Evolution uncovers a general tradeoff between recovery after heat shock and growth at elevated temperatures

The maintenance of microbial diversity depends upon fitness tradeoffs between environments. While the importance of tradeoffs is clear, it has been surprisingly difficult to predict which traits they will occur between and at how granular a level. For example, it is unclear whether performance between a constant versus a pulsed exposure of the same stress tend to be positively correlated, independent of each other, or negatively correlated. Empirically, it has been shown that a critical feature structuring environments is temperature. However, the compatibility between strategies to deal with different forms of heat stress is unclear. For instance, are strains that grow well at higher temperatures also stronger at withstanding heat shock?
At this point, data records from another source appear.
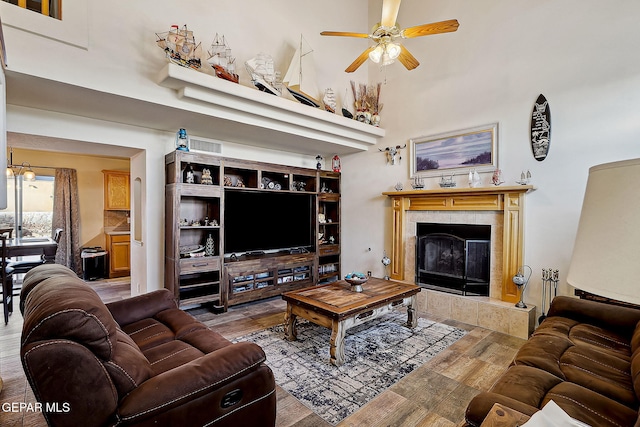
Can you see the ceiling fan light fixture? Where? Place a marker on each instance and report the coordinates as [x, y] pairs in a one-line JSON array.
[[393, 50], [376, 54], [387, 60]]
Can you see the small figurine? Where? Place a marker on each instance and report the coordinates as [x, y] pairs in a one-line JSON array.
[[496, 178], [182, 140], [206, 177]]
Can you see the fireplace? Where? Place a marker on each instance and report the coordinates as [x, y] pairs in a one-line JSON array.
[[454, 257]]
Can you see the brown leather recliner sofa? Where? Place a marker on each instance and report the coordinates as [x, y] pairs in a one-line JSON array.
[[140, 361], [585, 356]]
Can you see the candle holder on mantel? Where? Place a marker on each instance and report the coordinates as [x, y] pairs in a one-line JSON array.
[[521, 282]]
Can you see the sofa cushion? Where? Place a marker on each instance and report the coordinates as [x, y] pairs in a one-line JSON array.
[[590, 407], [601, 372], [37, 275], [66, 308], [148, 333], [128, 367], [170, 355], [544, 352]]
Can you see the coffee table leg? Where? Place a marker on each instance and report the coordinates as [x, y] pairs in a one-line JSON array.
[[290, 324], [336, 346], [412, 315]]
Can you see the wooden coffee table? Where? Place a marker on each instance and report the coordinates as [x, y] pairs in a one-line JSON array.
[[337, 307]]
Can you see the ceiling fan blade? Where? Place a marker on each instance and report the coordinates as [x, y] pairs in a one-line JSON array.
[[389, 12], [344, 34], [428, 29], [407, 59], [359, 60]]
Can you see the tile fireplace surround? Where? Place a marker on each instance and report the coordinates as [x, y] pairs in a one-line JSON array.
[[502, 207]]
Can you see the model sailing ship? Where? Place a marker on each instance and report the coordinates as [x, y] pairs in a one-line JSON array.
[[302, 87], [263, 74], [329, 100], [180, 46], [221, 60]]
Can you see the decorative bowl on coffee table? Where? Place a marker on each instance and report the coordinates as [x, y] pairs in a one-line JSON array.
[[356, 280]]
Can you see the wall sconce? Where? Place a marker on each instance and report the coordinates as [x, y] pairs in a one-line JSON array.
[[392, 152], [521, 282], [385, 261]]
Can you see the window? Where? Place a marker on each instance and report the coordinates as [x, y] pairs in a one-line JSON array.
[[35, 213], [50, 8]]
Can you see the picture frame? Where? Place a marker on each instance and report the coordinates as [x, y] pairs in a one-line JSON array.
[[455, 153]]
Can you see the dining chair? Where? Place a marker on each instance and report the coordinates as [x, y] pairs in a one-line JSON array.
[[6, 275], [24, 265]]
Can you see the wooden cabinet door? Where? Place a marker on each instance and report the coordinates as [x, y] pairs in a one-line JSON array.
[[116, 190], [119, 248]]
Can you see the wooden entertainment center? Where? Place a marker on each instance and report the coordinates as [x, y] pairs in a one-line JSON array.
[[198, 272]]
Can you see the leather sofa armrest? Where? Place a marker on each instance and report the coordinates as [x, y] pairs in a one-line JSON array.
[[206, 375], [597, 313], [481, 405], [141, 306]]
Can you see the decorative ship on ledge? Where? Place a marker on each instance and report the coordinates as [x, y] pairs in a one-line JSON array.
[[221, 60], [329, 100], [263, 74], [180, 46], [302, 87]]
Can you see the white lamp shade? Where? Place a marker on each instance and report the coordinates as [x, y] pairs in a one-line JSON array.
[[376, 54], [393, 50], [606, 254]]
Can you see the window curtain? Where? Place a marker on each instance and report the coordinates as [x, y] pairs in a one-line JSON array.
[[66, 215]]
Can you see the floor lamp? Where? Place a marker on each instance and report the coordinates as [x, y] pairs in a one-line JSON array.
[[605, 254]]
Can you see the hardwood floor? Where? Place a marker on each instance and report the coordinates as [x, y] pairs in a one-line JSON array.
[[436, 394]]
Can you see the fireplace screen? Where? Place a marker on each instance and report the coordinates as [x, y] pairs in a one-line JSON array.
[[454, 258]]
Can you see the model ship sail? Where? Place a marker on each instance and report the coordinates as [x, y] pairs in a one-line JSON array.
[[263, 74], [221, 60], [303, 87], [329, 100], [180, 46]]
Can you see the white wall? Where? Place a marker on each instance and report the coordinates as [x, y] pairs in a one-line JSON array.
[[580, 54], [112, 49]]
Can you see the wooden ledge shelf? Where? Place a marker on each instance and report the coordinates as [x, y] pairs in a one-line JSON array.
[[248, 106]]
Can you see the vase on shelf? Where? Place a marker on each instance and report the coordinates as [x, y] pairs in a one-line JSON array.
[[210, 246]]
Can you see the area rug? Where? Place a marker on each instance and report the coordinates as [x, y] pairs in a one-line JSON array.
[[378, 354]]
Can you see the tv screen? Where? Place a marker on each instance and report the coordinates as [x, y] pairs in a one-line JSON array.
[[266, 221]]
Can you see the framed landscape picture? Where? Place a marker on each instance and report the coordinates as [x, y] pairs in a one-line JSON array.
[[455, 152]]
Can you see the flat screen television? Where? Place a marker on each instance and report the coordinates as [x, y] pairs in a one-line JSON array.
[[268, 221]]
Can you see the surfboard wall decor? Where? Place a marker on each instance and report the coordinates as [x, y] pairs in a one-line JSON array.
[[540, 128]]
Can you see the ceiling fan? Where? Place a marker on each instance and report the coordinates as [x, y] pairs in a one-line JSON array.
[[385, 33]]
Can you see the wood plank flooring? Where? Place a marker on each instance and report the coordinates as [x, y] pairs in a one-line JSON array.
[[436, 394]]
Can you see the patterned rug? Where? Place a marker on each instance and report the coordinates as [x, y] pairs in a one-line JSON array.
[[378, 354]]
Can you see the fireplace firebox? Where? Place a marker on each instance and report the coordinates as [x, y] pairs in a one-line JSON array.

To understand how environmental microbes can adapt to better deal with different forms of heat stress, we performed an evolution experiment using a dominant phyllosphere microbe Methylobacterium extorquens in a regime of intermittent heat shock. We identified the genetic basis of adaptation, discovering a large number of loci capable of mediating adaptation to heat shock, most of which previously had not been linked to heat stress. Despite the genetic divergence, we discovered a general tradeoff between heat shock resistance and growth at consistently elevated temperatures. We found this tradeoff was not limited to evolved isolates, but was also represented across a sample of environmentally isolated Methylobacterium strains. These findings indicate a generic conflict between strategies to deal with heat shock recovery and growth at elevated temperatures, suggesting even variation in intensities of a stressor can drive diversity in microbial strategies.